It remains to be seen if Tuesday’s friendly match between the United States men’s national team and Peru will be the last for acting U.S. coach Dave Sarachan. With USMNT general manager Earnie Stewart hoping to name a permanent manager by the end of October, it sure seems possible.
It’s also possible that Sarachan will stay on through the final two matches of 2018 against England and Italy next month, even if a new coach is named before then. Such is the reality of existing contracts; Stewart himself stayed in his role with the Philadelphia Union for almost two months after taking the GM job.
What’s clear is this: U.S. fans and even players are eager for the inevitable change.

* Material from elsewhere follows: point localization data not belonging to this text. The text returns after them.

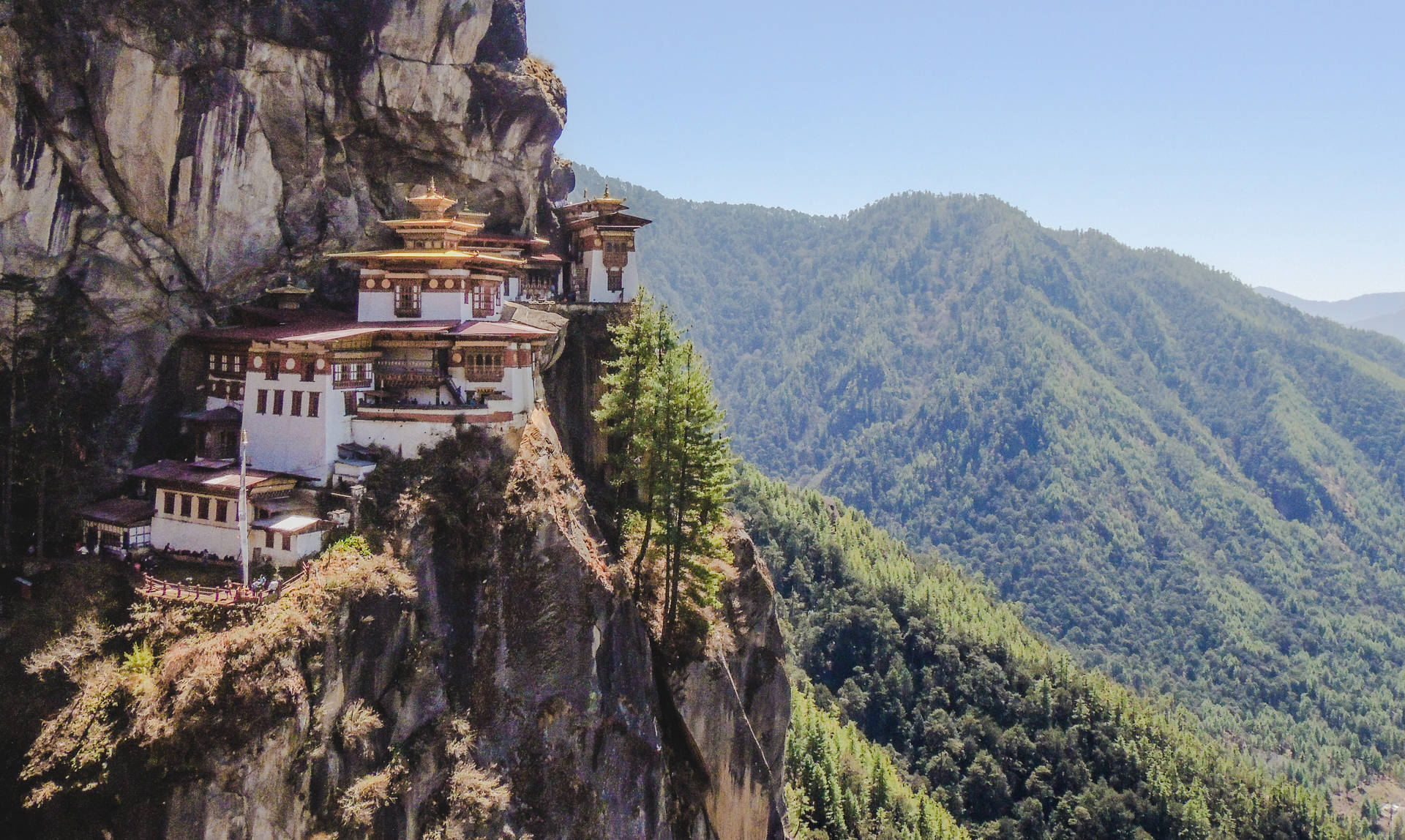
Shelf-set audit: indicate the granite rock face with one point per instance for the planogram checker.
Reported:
(533, 638)
(175, 155)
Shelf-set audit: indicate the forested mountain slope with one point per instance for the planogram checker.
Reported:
(1196, 488)
(1015, 739)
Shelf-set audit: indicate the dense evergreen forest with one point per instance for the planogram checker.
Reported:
(1014, 738)
(1199, 490)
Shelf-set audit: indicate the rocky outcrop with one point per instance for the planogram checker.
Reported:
(517, 626)
(735, 702)
(172, 155)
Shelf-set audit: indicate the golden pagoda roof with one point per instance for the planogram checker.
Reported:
(432, 203)
(427, 256)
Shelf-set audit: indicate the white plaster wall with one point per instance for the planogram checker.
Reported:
(374, 307)
(404, 437)
(600, 280)
(195, 536)
(302, 545)
(444, 305)
(302, 446)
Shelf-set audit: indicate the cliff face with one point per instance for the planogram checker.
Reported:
(517, 629)
(172, 155)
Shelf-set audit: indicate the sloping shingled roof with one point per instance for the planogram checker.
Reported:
(124, 513)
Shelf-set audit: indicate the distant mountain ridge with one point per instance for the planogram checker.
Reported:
(1383, 312)
(1197, 490)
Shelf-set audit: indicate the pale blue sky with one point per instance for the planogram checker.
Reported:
(1261, 138)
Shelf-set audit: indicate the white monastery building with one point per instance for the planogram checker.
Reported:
(441, 337)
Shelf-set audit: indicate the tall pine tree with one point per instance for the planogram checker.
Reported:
(672, 465)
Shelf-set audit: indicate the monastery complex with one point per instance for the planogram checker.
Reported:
(452, 328)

Sarachan was never expected to be the long-term solution. He was elevated to the helm from his role as an assistant only after Bruce Arena resigned days after the spectacular failure to qualify for the 2018 World Cup. Yet over the last year, Sarachan, almost by accident, has proven to have the ideal personality to lead the USMNT’s next generation though the darkest time in program history.

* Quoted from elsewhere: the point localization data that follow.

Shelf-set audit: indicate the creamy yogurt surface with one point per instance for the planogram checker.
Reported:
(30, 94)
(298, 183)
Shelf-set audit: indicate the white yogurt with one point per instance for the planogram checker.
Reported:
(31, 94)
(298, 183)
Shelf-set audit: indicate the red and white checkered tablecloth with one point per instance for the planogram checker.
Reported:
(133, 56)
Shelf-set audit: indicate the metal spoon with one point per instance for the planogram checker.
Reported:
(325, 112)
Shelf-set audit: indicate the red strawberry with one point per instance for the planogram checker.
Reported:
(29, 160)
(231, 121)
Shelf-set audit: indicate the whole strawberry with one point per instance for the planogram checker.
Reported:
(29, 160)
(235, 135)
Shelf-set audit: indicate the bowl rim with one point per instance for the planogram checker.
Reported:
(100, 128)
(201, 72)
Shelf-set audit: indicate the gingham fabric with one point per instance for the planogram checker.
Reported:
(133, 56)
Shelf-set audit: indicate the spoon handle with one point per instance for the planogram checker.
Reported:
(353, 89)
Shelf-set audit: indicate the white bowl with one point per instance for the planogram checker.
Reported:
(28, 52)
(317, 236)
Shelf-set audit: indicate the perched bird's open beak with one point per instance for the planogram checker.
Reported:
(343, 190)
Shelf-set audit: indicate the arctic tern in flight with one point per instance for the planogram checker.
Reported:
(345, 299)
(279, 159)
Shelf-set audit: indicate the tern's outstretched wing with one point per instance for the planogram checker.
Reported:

“Going into it, nobody knew exactly what to expect because it was an unprecedented time for U.S. Soccer,” midfielder Wil Trapp told Yahoo Sports in a recent interview. “But the fatherly type culture Dave creates is perfect for a young group that is inexperienced but hungry, passionate and aggressive. He’s been amazing in terms of how he’s brought us along game by game, camp by camp.”
Sarachan has given 19 players – including a record five teenagers – their international debuts over the last 11 months. Perhaps as important, his easygoing and nurturing personality has gone a long way toward helping those players to feel comfortable from the start.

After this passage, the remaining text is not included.